News ID: 257431
Published: 0249 GMT August 17, 2019

Pakistan, India exchange fire after UN meet on Kashmir

Pakistan, India exchange fire after UN meet on Kashmir
REUTERS

India and Pakistan exchanged "heavy" cross-border fire on Saturday, after New Delhi's move to strip the restive Kashmir region of its autonomy prompted a rare meeting of the UN Security Council.

The two neighbors regularly fire potshots over the Line of Control (LoC) in the disputed Himalayan territory, which is divided between them and poisoned their relations since independence in 1947.

But the latest exchange follows India's decision this month to rip up the special constitutional status of its part of Kashmir, sparking protests from the local population, outrage from Pakistan and unease from neighboring China.

"The exchange of fire is going on," a senior Indian government official told AFP, calling it "heavy."

One Indian soldier was reportedly killed. Pakistan made no immediate comment on the violence.

Late Friday, Pakistan and China succeeded in getting the UN Security Council to discuss Kashmir – behind closed doors – for the first time since the Indo-Pakistan war of 1971.

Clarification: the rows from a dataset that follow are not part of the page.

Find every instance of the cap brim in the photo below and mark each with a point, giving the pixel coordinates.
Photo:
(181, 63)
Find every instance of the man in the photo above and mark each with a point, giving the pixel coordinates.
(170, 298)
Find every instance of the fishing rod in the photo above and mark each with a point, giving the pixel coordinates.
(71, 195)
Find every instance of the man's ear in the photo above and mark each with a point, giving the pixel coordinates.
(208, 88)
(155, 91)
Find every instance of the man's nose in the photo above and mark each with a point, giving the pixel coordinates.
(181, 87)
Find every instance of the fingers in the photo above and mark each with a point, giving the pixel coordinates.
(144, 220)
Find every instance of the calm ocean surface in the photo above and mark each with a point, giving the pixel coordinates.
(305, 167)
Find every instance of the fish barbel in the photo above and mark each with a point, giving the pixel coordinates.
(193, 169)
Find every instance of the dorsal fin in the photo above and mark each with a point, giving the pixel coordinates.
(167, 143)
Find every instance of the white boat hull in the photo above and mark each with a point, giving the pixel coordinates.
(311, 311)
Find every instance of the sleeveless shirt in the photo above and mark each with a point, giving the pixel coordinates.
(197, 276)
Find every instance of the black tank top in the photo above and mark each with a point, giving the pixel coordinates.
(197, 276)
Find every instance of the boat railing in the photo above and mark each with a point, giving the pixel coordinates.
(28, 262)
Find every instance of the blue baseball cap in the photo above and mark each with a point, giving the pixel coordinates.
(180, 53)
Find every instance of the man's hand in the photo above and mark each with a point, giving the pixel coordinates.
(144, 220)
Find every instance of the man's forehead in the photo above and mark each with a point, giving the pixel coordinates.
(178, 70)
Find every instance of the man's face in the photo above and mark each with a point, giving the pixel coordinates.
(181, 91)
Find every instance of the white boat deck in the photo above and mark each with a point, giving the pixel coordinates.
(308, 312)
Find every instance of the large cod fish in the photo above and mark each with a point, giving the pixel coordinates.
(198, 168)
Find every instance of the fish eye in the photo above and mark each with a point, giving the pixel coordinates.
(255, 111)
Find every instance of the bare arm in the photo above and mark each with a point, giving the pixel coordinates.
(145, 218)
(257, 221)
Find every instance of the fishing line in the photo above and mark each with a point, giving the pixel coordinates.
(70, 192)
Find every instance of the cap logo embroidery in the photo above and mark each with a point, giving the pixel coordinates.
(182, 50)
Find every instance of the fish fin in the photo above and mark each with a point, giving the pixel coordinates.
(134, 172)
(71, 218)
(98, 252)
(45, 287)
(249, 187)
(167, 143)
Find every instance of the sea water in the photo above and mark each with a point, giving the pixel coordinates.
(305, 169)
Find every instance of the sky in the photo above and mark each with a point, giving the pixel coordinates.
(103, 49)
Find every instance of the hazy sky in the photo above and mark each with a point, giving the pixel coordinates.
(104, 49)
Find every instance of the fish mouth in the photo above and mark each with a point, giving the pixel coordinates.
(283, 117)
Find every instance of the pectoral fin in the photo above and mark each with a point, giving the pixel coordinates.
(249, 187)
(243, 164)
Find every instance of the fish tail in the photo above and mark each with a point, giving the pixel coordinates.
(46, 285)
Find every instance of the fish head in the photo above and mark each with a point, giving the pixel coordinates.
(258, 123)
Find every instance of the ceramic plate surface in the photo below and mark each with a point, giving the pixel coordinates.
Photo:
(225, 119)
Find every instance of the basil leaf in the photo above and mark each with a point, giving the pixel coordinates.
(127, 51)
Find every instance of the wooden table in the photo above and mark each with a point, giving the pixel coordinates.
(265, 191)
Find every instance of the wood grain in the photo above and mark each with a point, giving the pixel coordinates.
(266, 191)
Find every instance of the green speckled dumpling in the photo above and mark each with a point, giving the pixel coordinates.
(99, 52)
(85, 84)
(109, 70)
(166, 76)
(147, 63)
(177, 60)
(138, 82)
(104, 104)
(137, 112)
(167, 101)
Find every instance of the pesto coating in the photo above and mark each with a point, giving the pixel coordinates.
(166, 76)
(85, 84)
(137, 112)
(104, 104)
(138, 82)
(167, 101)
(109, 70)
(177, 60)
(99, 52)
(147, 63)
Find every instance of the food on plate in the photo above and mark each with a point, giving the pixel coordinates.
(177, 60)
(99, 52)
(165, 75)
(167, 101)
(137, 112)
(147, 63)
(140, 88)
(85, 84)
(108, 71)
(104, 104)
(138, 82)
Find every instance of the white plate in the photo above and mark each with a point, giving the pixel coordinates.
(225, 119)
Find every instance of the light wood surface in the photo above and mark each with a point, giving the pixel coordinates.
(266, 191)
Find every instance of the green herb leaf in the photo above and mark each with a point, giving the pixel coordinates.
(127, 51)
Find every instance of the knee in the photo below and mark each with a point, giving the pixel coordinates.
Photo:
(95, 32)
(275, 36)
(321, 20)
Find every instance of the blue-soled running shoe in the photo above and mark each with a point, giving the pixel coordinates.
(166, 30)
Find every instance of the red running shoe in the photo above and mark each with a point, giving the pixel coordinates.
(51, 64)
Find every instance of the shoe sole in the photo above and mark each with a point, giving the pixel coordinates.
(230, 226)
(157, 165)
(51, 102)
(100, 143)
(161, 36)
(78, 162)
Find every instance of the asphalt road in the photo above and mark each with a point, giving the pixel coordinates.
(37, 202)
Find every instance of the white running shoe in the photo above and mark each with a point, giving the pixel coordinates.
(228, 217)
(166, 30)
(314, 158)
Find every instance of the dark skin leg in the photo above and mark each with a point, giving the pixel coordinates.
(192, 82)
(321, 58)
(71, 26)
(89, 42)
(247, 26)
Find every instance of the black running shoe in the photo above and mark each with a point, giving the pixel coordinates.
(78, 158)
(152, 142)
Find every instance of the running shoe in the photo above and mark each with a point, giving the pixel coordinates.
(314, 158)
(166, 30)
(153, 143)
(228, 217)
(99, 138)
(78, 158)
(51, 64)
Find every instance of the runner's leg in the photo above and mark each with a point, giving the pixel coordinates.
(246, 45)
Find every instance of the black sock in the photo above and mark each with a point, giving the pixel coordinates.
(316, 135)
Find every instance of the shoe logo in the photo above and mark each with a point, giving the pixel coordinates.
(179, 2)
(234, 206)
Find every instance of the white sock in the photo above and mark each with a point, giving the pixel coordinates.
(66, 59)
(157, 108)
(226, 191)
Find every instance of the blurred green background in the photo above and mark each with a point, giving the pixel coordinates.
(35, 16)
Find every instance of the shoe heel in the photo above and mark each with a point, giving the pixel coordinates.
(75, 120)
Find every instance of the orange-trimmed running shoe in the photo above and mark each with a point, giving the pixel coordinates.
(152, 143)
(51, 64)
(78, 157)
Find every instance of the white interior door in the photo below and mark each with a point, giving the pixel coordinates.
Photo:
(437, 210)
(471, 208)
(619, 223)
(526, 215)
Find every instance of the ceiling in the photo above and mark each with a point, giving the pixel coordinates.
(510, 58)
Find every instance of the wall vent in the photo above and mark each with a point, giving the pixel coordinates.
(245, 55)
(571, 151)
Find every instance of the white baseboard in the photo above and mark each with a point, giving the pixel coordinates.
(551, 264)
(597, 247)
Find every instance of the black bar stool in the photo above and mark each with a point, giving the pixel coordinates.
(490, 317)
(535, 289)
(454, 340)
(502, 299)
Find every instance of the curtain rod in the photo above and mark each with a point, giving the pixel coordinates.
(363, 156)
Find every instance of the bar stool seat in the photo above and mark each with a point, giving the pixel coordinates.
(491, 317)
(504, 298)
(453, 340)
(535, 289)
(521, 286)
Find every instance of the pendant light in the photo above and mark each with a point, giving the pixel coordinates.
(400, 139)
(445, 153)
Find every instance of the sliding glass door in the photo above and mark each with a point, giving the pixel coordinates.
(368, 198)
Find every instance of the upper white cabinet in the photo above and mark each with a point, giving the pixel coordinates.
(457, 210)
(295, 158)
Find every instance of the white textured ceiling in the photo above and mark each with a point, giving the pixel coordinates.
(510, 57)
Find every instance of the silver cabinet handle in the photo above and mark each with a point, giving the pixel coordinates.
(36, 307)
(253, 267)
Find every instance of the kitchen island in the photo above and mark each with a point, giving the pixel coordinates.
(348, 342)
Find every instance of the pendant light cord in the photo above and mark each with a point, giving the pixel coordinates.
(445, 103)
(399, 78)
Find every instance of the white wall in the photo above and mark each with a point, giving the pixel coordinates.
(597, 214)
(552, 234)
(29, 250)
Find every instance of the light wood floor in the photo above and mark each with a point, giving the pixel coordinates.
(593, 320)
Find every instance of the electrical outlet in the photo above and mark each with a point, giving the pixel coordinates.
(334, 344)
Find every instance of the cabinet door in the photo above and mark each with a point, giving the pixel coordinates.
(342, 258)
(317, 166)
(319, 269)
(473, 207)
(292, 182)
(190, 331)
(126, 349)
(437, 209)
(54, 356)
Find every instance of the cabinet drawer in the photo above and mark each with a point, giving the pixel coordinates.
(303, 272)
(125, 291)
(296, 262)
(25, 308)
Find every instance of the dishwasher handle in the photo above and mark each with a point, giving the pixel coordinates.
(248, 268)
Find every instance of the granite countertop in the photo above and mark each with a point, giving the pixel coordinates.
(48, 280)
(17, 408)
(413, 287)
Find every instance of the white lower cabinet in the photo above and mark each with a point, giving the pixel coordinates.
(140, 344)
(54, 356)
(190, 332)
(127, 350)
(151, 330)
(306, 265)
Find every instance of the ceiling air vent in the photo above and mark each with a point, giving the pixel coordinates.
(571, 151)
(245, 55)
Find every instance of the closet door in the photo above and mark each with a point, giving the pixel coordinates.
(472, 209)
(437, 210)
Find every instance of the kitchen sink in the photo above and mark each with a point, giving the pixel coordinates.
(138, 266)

Pakistani Prime Minister Imran Khan on Saturday hailed the gathering, saying that addressing the "suffering of the Kashmiri people & ensuring resolution of the dispute is the responsibility of this world body.”

New Delhi insists the status of the territory is a purely internal matter.

"We don't need international busybodies to try to tell us how to run our lives. We are a billion-plus people," India's UN envoy Syed Akbaruddin said after the meeting.

India on Saturday meanwhile gradually restored phone lines following an almost two-week communications blackout in its part of Kashmir, imposed hours before Prime Minister Narendra Modi's surprise August 5 gambit.

Seventeen out of around 100 telephone exchanges were restored Saturday in the restive Kashmir Valley, the local police chief said.

But mobiles and the Internet remained dead in the Muslim-majority Kashmir valley, the main hotbed of resistance to Indian rule in Jammu and Kashmir state in a 30-year-old conflict that has killed tens of thousands.

Fearing an angry and potentially violent response, India also sent 10,000 extra troops to the area, severely restricted movement and arrested some 500 local politicians, activists, academics and others.